In 1987, Alphonse Chapanis, a renowned Human Factors professional, urged that published Human Factors research papers target the practical design need of the various engineering disciplines so that the research data be readily used by engineers.
Dr. Chapanis was trying to send a clear message that Human Factors main discipline was to design interfaces between systems and end users and thus, research papers have to include sections directing the engineers as to the applicability of the results of the paper to design purposes.
In return, it is appropriate to send the message that all engineering disciplines should include sections in their research papers orienting the engineering practitioners to the applicability of the results of the papers to the end users and how Human Factors professionals can judiciously use the data in their interface designs.
As it was difficult for the Human Factors professional to send the right message to the engineering practitioners, and still has enormous difficulty disseminating the proper purpose and goals, it would be a steep road for the engineers to send the right message that what they design is actually targeting the needs and new trends of the end users.
As long as the engineering curriculums fail to include the Human Factors field as an integral part in their structures it would not be realistic to contemplate any shift in their designs toward the end users.
Systems would become even more complex and testing and evaluation more expensive in order to make end users accept any system and patronize it.
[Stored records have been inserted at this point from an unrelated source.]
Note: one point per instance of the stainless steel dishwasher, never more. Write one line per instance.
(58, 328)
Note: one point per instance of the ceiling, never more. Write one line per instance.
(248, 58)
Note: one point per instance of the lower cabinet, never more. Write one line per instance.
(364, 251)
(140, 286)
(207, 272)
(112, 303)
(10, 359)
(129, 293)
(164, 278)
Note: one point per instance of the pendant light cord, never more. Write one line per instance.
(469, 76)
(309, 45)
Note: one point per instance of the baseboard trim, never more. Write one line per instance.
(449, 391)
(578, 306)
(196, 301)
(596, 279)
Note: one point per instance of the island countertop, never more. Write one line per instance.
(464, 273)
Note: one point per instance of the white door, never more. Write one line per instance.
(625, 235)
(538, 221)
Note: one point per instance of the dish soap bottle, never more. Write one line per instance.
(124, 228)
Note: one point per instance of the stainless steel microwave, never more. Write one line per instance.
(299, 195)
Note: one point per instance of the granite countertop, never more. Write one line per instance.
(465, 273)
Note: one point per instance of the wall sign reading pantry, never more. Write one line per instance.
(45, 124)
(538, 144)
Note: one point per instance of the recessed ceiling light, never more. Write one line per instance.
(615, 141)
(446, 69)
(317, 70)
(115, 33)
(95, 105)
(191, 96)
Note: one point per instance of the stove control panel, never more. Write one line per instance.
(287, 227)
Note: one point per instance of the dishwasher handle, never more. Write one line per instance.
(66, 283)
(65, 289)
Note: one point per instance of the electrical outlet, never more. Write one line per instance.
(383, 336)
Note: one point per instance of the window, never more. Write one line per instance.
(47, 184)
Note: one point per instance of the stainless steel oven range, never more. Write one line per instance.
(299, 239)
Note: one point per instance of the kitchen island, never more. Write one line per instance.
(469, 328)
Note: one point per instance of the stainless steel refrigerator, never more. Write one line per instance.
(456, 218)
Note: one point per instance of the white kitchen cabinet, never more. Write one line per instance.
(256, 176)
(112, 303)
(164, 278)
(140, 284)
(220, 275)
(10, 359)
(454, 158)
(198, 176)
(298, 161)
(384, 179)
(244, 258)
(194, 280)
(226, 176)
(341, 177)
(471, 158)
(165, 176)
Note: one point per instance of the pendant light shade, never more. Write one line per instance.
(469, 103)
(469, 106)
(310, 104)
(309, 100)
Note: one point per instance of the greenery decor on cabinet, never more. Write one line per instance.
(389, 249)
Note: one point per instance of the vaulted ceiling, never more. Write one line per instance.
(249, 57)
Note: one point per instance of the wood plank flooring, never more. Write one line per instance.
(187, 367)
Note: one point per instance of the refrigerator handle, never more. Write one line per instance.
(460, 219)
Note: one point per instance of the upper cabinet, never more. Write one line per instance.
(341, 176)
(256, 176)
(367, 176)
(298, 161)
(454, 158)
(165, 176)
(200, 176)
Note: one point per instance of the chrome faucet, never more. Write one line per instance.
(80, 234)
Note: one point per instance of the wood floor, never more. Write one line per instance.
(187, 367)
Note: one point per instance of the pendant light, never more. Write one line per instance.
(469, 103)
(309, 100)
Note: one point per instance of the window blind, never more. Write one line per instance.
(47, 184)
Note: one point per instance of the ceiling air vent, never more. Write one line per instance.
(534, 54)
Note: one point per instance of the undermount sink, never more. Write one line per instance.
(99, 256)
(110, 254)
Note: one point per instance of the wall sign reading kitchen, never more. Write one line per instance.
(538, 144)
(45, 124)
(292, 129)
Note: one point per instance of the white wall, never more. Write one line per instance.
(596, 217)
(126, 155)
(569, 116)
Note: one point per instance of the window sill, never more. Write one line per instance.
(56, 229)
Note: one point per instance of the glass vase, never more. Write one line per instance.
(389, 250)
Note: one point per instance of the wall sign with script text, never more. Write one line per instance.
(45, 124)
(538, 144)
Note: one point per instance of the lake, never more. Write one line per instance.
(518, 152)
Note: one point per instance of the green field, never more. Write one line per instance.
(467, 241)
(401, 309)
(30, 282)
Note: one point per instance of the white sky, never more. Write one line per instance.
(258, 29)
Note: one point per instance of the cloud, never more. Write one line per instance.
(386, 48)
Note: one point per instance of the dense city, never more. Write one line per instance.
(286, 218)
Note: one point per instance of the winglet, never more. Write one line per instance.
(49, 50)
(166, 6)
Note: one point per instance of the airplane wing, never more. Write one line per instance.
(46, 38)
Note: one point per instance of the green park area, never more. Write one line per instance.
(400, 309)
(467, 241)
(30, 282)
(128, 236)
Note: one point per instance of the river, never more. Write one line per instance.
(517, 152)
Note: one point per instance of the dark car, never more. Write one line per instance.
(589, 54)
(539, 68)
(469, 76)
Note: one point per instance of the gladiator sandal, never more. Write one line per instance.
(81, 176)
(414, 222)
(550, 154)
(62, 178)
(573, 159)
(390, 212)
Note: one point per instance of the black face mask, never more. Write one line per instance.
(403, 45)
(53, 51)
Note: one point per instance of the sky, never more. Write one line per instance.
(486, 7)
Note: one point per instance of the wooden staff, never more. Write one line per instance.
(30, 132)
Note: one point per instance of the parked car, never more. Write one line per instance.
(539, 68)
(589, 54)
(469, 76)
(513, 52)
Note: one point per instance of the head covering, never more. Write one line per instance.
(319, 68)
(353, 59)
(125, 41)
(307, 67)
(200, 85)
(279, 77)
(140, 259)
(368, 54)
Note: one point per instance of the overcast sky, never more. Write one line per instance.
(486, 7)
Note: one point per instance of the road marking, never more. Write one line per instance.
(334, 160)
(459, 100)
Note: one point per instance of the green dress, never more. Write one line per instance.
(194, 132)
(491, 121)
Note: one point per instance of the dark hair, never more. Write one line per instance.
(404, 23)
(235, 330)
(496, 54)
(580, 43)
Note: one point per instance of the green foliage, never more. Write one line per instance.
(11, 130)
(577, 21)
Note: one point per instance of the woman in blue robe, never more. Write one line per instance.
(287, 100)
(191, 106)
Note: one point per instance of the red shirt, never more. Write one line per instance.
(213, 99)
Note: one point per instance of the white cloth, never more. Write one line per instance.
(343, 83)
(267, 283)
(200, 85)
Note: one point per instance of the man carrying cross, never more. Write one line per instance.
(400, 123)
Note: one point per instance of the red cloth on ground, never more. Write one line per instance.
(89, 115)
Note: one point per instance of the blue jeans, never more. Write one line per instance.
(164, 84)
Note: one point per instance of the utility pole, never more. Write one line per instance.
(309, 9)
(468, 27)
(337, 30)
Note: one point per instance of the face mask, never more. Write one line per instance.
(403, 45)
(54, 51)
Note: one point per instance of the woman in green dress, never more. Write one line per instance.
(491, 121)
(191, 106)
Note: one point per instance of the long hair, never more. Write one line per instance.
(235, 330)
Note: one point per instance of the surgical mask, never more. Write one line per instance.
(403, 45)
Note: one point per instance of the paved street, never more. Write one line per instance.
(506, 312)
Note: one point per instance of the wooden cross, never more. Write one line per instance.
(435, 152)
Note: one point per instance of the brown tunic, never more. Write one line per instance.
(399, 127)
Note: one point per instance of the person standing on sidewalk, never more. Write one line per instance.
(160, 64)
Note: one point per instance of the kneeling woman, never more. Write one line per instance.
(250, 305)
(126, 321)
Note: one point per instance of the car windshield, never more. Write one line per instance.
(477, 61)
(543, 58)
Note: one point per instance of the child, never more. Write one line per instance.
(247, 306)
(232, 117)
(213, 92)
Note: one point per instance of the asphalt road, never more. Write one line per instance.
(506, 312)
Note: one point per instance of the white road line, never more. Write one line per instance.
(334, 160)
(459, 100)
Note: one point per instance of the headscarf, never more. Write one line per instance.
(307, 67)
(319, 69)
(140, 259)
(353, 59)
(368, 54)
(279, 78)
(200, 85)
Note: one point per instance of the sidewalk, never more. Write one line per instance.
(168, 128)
So why not design anything right from the first time by being initiated and exposed to human capabilities and limitations, their safety and health?
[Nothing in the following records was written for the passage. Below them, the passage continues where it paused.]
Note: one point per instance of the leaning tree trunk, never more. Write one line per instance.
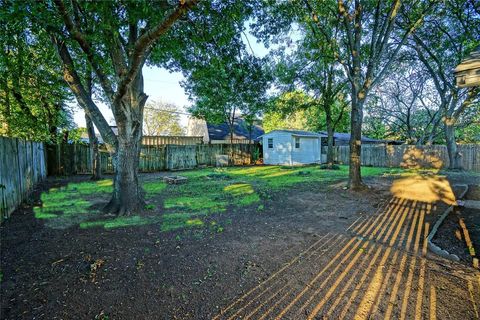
(128, 196)
(355, 177)
(94, 153)
(453, 155)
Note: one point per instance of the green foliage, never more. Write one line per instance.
(33, 95)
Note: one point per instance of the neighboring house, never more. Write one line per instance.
(343, 139)
(291, 147)
(294, 147)
(220, 133)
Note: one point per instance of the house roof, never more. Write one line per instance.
(240, 130)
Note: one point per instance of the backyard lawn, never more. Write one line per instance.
(188, 205)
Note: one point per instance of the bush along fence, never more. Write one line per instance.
(68, 159)
(410, 156)
(22, 165)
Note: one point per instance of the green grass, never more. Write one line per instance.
(175, 207)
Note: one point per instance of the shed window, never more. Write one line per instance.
(270, 143)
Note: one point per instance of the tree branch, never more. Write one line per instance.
(71, 77)
(80, 38)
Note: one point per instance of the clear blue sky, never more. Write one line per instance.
(162, 85)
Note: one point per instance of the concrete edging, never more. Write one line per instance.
(432, 246)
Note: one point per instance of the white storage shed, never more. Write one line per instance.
(291, 147)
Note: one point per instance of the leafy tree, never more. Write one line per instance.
(226, 85)
(306, 63)
(406, 104)
(274, 120)
(33, 96)
(440, 45)
(162, 118)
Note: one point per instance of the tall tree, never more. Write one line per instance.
(162, 118)
(440, 45)
(33, 96)
(117, 39)
(406, 104)
(232, 84)
(373, 33)
(306, 61)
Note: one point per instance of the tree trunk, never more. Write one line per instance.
(355, 177)
(453, 155)
(94, 153)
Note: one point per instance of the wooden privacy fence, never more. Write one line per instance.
(410, 156)
(68, 159)
(22, 165)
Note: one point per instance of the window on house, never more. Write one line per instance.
(297, 143)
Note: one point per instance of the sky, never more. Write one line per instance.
(162, 85)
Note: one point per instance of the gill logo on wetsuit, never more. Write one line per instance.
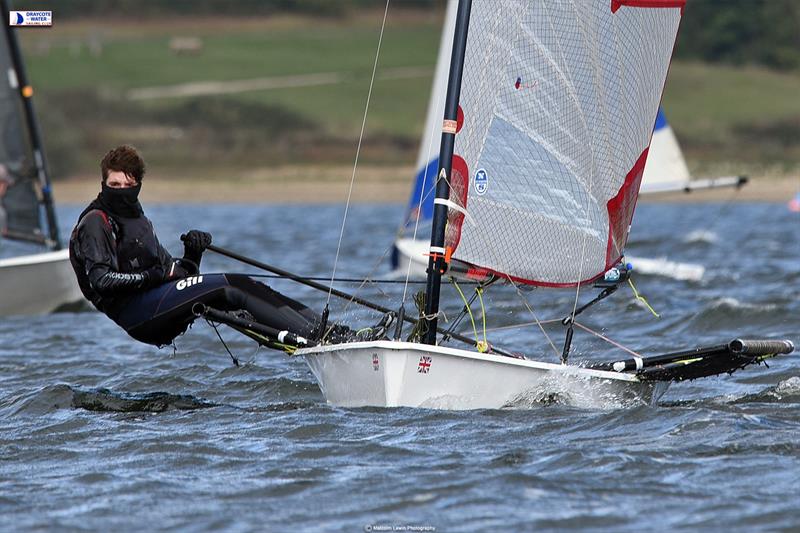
(188, 282)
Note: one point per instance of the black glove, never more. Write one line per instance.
(154, 276)
(194, 244)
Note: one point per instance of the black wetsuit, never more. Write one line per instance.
(126, 273)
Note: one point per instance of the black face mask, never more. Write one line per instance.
(121, 202)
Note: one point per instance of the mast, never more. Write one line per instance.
(26, 92)
(436, 260)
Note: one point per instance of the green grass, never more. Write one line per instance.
(727, 119)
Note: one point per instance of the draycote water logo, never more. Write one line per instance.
(30, 18)
(481, 182)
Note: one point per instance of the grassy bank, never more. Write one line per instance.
(87, 75)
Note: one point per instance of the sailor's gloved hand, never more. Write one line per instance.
(154, 276)
(195, 242)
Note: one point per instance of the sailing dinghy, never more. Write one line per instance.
(549, 110)
(39, 280)
(665, 172)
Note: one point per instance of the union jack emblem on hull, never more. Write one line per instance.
(424, 364)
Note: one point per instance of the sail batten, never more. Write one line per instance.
(559, 100)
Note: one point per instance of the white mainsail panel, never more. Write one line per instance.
(559, 99)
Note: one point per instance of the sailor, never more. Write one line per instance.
(126, 273)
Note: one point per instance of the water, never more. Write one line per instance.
(99, 432)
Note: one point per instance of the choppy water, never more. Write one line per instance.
(99, 432)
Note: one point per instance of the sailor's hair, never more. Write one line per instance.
(125, 159)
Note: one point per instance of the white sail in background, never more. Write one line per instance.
(666, 168)
(559, 100)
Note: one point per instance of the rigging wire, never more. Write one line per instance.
(358, 151)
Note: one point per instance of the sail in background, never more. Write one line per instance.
(428, 156)
(559, 100)
(21, 201)
(666, 168)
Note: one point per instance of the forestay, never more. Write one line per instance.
(559, 99)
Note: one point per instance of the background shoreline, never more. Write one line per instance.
(372, 185)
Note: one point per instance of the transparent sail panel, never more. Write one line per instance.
(559, 100)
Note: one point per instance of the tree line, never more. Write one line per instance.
(738, 32)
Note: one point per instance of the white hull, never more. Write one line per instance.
(37, 284)
(395, 374)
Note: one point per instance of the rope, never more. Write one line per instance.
(483, 346)
(613, 343)
(536, 318)
(642, 299)
(358, 151)
(233, 357)
(469, 312)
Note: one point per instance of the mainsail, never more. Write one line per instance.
(20, 167)
(558, 99)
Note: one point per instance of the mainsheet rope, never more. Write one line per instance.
(358, 153)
Instead of recognizing from the early phases in the design process that reducing human errors and risks to the safety and health of end users are the best marketing criteria for encouraging end users to adopt and apply a system, we see systems are still being designed by different engineers who cannot relate to the end users because their training is not explicitly directed toward them.
What is so incongruous with the engineering curriculums to include courses that target end users?
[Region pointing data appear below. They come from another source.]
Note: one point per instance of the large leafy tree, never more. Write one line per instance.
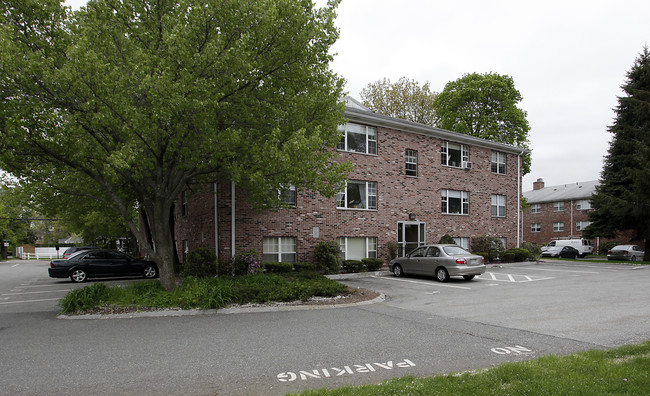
(622, 199)
(485, 106)
(404, 99)
(127, 102)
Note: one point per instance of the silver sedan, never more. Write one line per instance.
(440, 261)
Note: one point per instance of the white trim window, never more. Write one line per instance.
(583, 204)
(453, 154)
(358, 138)
(358, 195)
(354, 248)
(498, 205)
(279, 249)
(462, 242)
(411, 163)
(498, 162)
(455, 202)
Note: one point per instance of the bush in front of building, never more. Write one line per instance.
(373, 264)
(201, 262)
(327, 255)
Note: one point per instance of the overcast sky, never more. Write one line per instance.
(567, 58)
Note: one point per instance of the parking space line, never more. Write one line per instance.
(422, 283)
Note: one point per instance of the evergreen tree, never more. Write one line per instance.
(622, 200)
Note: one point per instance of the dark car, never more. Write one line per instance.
(561, 251)
(440, 261)
(74, 249)
(96, 263)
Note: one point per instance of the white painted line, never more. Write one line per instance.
(28, 301)
(422, 283)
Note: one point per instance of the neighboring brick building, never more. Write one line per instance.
(557, 211)
(411, 184)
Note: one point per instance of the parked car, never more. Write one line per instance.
(74, 249)
(441, 261)
(625, 252)
(561, 251)
(100, 263)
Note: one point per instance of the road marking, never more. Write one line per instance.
(422, 283)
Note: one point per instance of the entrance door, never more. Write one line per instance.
(410, 235)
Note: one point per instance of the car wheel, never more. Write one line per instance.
(150, 272)
(442, 275)
(78, 276)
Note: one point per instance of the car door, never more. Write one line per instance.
(414, 263)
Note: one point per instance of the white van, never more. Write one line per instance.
(583, 246)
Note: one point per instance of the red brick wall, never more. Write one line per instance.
(398, 196)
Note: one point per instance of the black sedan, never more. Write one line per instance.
(101, 263)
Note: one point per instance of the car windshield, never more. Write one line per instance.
(454, 250)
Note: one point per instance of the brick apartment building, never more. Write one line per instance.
(411, 184)
(557, 211)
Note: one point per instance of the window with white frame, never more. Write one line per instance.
(358, 138)
(462, 242)
(498, 205)
(411, 163)
(583, 204)
(455, 202)
(354, 248)
(453, 154)
(287, 195)
(358, 195)
(279, 249)
(499, 162)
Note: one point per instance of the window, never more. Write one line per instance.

Why would not these curriculums include courses in occupational safety and health, consumer product liability, engineers as expert witnesses, the capabilities and limitations of human, marketing, psychophysics and experimental design?
Are the needs and desires of end users beneath the objectives of designing systems?
If that was true, why systems are constantly being redesigned, evaluated and tested in order to match the market demands?
Why do companies have to incur heavy expenses in order to rediscover the wheel that the basis of any successful design ultimately relies on the usefulness, acceptability and agreement with the end users desires and dreams?
Why not start from the foundation that any engineering design is meant for human and that designed objects or systems are meant to fit the human behavior and not vice versa?
What seem to be the main problems for implementing changes in the philosophy of engineering curriculums?
Is it the lack to find enough Human Factors, ergonomics and industrial psychologist professionals to teaching these courses?
Is it the need to allow the thousands of psychologists, marketing and business graduates to find outlet “debouches” in the market place for estimating users’ needs, desires, demands and retesting and re-evaluating systems after the damages were done?
May be because the Human factors professionals failed so far to make any significant impact to pressure government to be part and parcel of the engineering practices?